Kementerian Luar Negeri Korsel mengatakan pihaknya menghormati putusan pengadilan dan ingin menjalin pembicaraan dengan Tokyo guna mendapatkan solusi-solusi ”rasional” yang memuaskan dua pemerintahan dan para korban.
Oleh
kris mada
·5 menit baca
SEOUL, SELASA — Pengadilan Korea Selatan kembali membuat keputusan yang menguntungkan perusahaan Jepang. Lewat keputusan pada Senin (7/6/2021), pengadilan di Seoul menolak gugatan yang diajukan oleh 85 mantan korban kerja paksa di 16 perusahaan Jepang pada masa Perang Dunia II.
Pengadilan di Seoul itu memutuskan, para korban kerja paksa tidak bisa mengajukan gugatan pribadi dan mengabaikan gugatan kolektif. ”Memang tidak bisa dikatakan bahwa pengajuan hak klaim individu korban sudah ditutup atau tidak bisa dilakukan dengan adanya perjanjian Korea-Jepang itu. Walakin, sudah diputuskan bahwa pengajuan klaim hak individu tidak bisa dilakukan melalui gugatan hukum,” demikian putusan majelis hakim.
Dengan penolakan tersebut, sudah dua kali pengadilan Seoul mengandaskan upaya korban Jepang di Korsel untuk mendapat pampasan. Pada April 2020, pengadilan di Seoul menolak gugatan 20 perempuan yang pernah dipaksa menjadi penghibur tentara Jepang selama Perang Dunia (PD) II.
Sepanjang Perang Dunia II, kekaisaran Jepang memaksa banyak perempuan menjadi budak seks bagi tentaranya di daerah pendudukan. Di Korsel saja, sejarawan menaksir ada 200.000 korban. Dari ratusan ribu orang itu, hanya beberapa orang yang masih hidup.
Penolakan atas gugatan oleh 20 mantan jugun ianfu—sebutan bagi perempuan penghibur tentara Jepang pada masa Perang Dunia II—itu dibuat berdasarkan dua hal.
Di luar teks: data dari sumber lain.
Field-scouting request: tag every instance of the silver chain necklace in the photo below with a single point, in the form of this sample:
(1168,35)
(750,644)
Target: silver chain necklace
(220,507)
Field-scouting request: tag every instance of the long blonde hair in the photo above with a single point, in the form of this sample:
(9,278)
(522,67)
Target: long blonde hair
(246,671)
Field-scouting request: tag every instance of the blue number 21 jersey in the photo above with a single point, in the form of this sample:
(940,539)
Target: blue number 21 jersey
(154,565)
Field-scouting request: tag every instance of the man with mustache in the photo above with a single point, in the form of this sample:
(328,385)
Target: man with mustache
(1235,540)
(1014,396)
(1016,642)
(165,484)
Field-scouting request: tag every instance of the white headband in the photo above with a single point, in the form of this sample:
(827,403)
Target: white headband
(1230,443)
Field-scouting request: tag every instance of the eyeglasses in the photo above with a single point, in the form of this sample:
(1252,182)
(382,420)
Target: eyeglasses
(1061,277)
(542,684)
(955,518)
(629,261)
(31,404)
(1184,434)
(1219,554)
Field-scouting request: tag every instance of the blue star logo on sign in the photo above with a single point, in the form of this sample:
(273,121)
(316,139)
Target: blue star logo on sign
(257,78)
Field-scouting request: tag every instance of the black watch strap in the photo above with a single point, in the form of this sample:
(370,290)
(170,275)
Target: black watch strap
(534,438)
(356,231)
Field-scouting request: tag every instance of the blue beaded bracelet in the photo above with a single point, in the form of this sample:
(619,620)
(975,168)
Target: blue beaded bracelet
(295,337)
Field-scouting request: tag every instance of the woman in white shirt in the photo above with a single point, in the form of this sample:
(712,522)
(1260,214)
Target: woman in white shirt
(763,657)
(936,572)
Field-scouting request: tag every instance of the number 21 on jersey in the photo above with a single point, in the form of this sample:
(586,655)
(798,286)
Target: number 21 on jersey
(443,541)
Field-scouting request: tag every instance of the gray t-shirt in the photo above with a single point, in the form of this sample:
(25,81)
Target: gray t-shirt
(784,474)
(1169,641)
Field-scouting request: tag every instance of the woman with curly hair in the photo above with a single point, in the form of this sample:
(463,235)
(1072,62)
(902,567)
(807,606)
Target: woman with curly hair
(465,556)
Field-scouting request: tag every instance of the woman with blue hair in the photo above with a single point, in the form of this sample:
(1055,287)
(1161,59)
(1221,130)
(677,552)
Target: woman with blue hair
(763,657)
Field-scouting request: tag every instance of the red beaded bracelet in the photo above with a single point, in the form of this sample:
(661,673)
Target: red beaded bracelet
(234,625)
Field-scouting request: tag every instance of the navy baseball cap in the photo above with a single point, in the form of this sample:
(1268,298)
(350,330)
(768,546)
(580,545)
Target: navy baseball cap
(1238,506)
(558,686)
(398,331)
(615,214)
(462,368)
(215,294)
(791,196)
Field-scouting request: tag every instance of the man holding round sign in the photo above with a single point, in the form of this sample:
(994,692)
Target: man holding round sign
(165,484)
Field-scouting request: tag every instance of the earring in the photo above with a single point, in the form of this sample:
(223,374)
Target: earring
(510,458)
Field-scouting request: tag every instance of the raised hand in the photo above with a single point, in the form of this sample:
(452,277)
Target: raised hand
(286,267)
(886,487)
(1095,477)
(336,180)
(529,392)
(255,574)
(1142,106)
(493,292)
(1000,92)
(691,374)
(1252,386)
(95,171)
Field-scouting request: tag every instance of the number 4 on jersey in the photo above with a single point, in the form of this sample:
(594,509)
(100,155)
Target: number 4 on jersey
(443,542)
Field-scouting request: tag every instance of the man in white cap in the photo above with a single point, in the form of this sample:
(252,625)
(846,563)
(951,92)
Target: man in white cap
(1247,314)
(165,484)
Pertama, kekebalan karena kedaulatan, yakni prinsip hukum internasional yang menyatakan negara tidak digugat di pengadilan negara asing. Kedua, sembilan dari 20 penggugat telah menerima ganti rugi berdasarkan kesepakatan Korea Selatan-Jepang pada 2015. Menurut pengadilan, kesepakatan itu menyelesaikan masalah soal jugun ianfu dan tetap berlaku.
Dalam kesepakatan pada Desember 2015 itu, Seoul-Tokyo setuju bahwa Jepang menyumbang 9,25 juta dollar AS untuk mendirikan yayasan. Tujuan yayasan adalah membantu para mantan jugun ianfu dari sisi keuangan. Pengacara para penggugat menyebut, uang yang diterima dari yayasan itu tidak layak. Selain itu, dasar pemberian uang bukanlah kesepakatan bilateral yang mengikat secara hukum.
Akan banding
Sebagian penggugat mengungkapkan kepada wartawan di luar kantor pengadilan bahwa mereka berencana mengajukan banding. Lim Chul-ho (85), anak salah satu korban kerja paksa di perusahaan Jepang, dengan penuh emosional menyebut bahwa pengadilan membuat keputusan ”menyedihkan” yang seharusnya tidak terjadi.
”Apakah mereka (para hakim) itu benar-benar hakim Korea Selatan? Apakah benar ini pengadilan Korea Selatan?” kata Lim. ”Kita tidak butuh negara atau pemerintahan yang tidak melindungi rakyatnya.”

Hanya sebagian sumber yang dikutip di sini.